Wolfsklamm - St.Georgenberg - Tirol
Karwendel


Ausgangspunkt unserer Tour ist das Ortsende von Stans bei Schwaz. Von dort geht ein Waldweg
in nördlicher Richtung - immer am Stanserbach entlang. Die Wanderung durch die Wolfsklamm in Stans ist ein
wildromantisches Erlebnis für die ganze Familie.

 



Im Jahre 1901 wurde der erste Steg in der Wolfsklamm gebaut, 1956 wurde dann der gut begehbare Steig
angelegt. Schon seit damals wandern Alt und Jung über Steige und Stufen zwischen tosenden Wasserfällen
und Felswänden den Steig entlang.



Beim Blick nach unten sieht man gut wie sich der Steig unter den Felswänden dahinschlängelt.


354 Stufen müssen überwunden werden bis man zur Sperrmauer gelangt.



Bäume und Geröllmassen werden vom tosenden Bach ins Tal gebracht.



Reißende Wassermassen, das Tosen des Stanser Baches und schwankende Brücken lassen eine
Wanderung durch die schönste Tiroler Klamm zu einem unvergesslichen Erlebnis werden.

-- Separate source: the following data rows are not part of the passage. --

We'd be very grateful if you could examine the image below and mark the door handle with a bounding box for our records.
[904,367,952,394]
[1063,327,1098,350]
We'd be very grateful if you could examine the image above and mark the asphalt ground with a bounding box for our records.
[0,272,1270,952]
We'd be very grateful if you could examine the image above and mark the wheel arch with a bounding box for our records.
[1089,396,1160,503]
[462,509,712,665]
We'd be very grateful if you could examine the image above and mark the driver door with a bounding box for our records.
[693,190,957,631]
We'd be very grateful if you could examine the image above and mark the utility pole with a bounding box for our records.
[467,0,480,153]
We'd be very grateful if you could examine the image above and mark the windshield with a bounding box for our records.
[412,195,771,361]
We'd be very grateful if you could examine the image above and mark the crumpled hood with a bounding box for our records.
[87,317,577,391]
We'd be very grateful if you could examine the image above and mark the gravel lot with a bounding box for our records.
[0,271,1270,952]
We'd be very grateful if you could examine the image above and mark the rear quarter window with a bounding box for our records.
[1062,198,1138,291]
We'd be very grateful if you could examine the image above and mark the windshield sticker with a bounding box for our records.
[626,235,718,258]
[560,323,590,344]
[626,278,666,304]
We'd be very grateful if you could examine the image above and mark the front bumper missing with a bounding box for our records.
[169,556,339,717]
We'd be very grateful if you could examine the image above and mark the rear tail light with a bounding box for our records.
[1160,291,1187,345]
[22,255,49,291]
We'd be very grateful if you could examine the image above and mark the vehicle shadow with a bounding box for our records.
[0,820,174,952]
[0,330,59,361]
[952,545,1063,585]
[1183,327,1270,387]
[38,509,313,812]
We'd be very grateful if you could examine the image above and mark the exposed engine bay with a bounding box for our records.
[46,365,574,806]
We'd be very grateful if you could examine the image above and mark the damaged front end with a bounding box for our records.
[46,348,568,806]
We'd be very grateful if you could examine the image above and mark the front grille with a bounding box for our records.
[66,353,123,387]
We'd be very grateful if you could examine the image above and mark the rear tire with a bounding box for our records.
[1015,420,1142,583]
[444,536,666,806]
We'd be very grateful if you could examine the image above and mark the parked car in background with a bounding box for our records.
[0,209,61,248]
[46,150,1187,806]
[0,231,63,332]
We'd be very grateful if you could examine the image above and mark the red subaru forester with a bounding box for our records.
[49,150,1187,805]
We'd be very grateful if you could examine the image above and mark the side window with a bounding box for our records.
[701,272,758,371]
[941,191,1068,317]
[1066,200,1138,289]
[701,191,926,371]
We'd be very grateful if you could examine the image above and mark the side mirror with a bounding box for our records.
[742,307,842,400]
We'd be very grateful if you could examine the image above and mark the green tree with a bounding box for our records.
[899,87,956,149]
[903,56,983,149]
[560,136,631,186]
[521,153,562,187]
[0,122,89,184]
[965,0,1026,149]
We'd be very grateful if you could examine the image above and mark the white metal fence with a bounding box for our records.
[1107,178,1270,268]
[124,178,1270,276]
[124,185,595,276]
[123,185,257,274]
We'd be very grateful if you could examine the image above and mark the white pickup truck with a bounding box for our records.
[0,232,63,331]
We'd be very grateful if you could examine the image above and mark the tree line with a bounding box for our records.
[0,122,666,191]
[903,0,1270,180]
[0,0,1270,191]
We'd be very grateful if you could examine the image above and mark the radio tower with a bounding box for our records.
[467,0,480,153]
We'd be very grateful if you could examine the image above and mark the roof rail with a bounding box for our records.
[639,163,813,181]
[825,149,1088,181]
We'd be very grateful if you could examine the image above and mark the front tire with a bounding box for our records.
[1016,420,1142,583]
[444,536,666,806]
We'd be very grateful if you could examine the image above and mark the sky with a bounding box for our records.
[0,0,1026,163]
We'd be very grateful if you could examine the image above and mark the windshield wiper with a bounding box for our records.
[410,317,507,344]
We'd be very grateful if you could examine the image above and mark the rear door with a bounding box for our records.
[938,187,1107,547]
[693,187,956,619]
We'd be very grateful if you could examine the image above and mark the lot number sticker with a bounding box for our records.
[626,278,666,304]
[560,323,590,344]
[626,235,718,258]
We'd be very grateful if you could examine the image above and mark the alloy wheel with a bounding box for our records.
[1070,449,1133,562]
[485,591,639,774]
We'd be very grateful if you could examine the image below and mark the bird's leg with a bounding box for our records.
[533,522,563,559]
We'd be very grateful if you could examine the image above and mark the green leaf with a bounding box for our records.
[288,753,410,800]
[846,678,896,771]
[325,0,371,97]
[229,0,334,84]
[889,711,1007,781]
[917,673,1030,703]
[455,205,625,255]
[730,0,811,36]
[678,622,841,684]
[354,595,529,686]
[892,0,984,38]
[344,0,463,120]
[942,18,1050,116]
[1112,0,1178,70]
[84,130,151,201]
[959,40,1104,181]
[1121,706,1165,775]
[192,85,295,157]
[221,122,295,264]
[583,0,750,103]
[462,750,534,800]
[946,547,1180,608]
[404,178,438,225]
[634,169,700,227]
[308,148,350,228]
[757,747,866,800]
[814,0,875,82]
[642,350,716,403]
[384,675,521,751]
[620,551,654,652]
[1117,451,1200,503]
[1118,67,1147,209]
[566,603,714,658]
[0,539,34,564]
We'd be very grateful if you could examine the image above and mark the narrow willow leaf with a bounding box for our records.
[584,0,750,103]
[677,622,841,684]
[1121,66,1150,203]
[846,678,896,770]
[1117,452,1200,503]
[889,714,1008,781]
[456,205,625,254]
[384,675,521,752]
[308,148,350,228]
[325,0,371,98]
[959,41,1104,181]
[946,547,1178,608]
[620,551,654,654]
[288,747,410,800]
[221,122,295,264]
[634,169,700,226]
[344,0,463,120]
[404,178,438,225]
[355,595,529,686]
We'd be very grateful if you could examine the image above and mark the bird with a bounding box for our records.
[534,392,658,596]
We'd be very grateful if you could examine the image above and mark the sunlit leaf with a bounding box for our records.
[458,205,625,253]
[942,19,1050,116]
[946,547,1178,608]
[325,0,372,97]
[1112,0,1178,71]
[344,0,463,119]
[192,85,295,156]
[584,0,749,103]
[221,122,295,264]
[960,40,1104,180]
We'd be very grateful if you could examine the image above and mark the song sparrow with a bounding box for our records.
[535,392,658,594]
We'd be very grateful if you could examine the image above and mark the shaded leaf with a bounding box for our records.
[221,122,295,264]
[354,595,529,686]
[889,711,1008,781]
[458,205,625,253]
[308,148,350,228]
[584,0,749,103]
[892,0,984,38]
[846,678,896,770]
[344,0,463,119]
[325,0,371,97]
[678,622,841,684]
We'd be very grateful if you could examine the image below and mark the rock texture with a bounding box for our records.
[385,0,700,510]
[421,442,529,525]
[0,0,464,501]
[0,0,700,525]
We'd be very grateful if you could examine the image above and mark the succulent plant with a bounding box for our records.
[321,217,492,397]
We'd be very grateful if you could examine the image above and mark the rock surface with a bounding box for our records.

Sie wird auch als
Perle bezeichnet.



Im Sommer, an heißen Tagen ist es in der Klamm schön kühl.


Ausgewaschenes Gestein ist dort keine Seltenheit.



Ob die Klamm ihren Namen von den dort streunenden Wölfen hat, ist nicht sicher. Eigentlich könnte sie auch
„Bärenklamm“ heißen, da in dieser Gegend auch der letzte Bär von Nordtirol geschossen wurde.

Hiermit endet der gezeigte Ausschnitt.